Auto optimize should be disabled when you have a DELETE with a subquery where one side is small enough to be broadcast.

Written by sergios.lalas

Last published at: April 21st, 2023

Problem

Auto optimize on Databricks (AWS | Azure | GCP) is an optional set of features that automatically compact small files during individual writes to a Delta table. Paying a small cost during writes offers significant benefits for tables that are queried actively.

Although auto optimize can be beneficial in many situations, you can see decreased performance on Databricks Runtime 10.4 LTS when you have a DELETE with a subquery where one side is small enough to be broadcast.
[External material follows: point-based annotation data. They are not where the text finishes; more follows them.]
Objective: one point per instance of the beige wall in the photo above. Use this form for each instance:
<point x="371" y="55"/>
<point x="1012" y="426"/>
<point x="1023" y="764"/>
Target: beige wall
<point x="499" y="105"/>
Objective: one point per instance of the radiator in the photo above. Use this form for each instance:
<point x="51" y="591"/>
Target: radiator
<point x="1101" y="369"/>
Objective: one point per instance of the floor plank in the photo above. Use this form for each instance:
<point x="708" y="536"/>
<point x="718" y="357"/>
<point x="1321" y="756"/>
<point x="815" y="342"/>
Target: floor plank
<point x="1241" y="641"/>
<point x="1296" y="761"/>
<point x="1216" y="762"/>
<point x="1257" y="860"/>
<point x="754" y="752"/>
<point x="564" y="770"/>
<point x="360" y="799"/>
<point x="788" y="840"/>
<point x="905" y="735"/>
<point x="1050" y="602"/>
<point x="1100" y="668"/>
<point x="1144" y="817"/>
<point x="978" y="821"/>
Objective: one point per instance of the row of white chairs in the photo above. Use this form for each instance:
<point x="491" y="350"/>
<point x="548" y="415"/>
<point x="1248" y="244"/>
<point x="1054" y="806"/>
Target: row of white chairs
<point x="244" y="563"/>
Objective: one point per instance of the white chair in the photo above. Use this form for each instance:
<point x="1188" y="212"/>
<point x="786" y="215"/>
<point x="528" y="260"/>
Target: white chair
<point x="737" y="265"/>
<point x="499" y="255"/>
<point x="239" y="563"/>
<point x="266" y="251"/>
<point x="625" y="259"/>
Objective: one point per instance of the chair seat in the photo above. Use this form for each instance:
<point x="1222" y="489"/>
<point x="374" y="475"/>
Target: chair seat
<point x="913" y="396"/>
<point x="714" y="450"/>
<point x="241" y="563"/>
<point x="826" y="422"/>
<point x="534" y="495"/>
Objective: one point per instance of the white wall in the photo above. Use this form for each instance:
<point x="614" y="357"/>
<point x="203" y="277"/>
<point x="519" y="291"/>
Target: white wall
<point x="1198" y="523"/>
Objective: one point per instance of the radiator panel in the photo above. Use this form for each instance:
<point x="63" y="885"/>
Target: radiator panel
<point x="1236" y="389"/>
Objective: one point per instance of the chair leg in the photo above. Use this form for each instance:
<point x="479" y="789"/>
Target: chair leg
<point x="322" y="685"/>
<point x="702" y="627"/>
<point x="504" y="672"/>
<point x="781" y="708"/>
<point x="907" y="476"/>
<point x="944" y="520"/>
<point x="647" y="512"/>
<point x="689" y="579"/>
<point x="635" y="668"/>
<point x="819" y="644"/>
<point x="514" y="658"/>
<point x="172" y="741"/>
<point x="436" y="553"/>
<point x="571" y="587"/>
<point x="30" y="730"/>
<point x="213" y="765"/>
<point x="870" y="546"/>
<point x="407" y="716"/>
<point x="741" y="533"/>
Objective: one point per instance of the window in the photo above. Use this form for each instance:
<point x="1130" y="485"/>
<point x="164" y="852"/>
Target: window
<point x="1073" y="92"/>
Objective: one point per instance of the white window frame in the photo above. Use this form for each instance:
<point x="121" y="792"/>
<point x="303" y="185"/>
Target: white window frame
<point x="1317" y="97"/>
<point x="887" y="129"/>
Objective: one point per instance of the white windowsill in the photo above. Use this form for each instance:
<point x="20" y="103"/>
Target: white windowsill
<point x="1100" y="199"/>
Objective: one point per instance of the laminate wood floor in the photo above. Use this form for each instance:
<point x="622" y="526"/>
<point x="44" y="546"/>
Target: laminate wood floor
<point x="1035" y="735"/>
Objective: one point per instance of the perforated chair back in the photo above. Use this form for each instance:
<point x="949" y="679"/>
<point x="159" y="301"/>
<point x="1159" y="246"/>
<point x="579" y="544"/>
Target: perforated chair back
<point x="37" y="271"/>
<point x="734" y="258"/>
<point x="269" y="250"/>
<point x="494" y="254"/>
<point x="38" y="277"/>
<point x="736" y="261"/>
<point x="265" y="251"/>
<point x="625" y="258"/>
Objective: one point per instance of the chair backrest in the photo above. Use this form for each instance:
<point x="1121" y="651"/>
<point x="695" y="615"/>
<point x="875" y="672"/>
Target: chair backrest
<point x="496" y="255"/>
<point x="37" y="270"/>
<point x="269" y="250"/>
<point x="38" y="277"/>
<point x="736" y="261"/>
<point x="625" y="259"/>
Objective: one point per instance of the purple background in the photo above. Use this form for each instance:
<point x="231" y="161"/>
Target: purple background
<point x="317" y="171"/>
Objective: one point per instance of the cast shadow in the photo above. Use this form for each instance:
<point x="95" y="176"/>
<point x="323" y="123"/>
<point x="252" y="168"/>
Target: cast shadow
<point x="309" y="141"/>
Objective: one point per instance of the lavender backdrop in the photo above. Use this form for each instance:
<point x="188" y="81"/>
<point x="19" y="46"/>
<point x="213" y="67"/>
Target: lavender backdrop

For instance the query may look like follows:

DELETE FROM <tableToDelete> 
WHERE Date = <'SampleDate'>
AND SampleID IN (
        SELECT MatchId FROM <OtherTable> WHERE MatchId = 'Value')

Cause

Optimized writes are enabled by default for DELETE with a subquery, on Databricks Runtime 10.4 LTS, on the assumption the data will be shuffled. In situations where one side is small enough to be broadcast, this does not happen and you may see a performance hit.

Solution

If you encounter this issue, and you do not want to upgrade to a newer Databricks Runtime, you should disable auto optimize in your Delta table by setting delta.autoOptimize.optimizeWrite = false in the table properties.

You should also set this value in your cluster's Spark config (AWS | Azure | GCP):

spark.databricks.delta.delete.forceOptimizedWrites = false
Delete

Info

Databricks Runtime 11.2 and above disables auto optimized writes for DELETE with subqueries by default.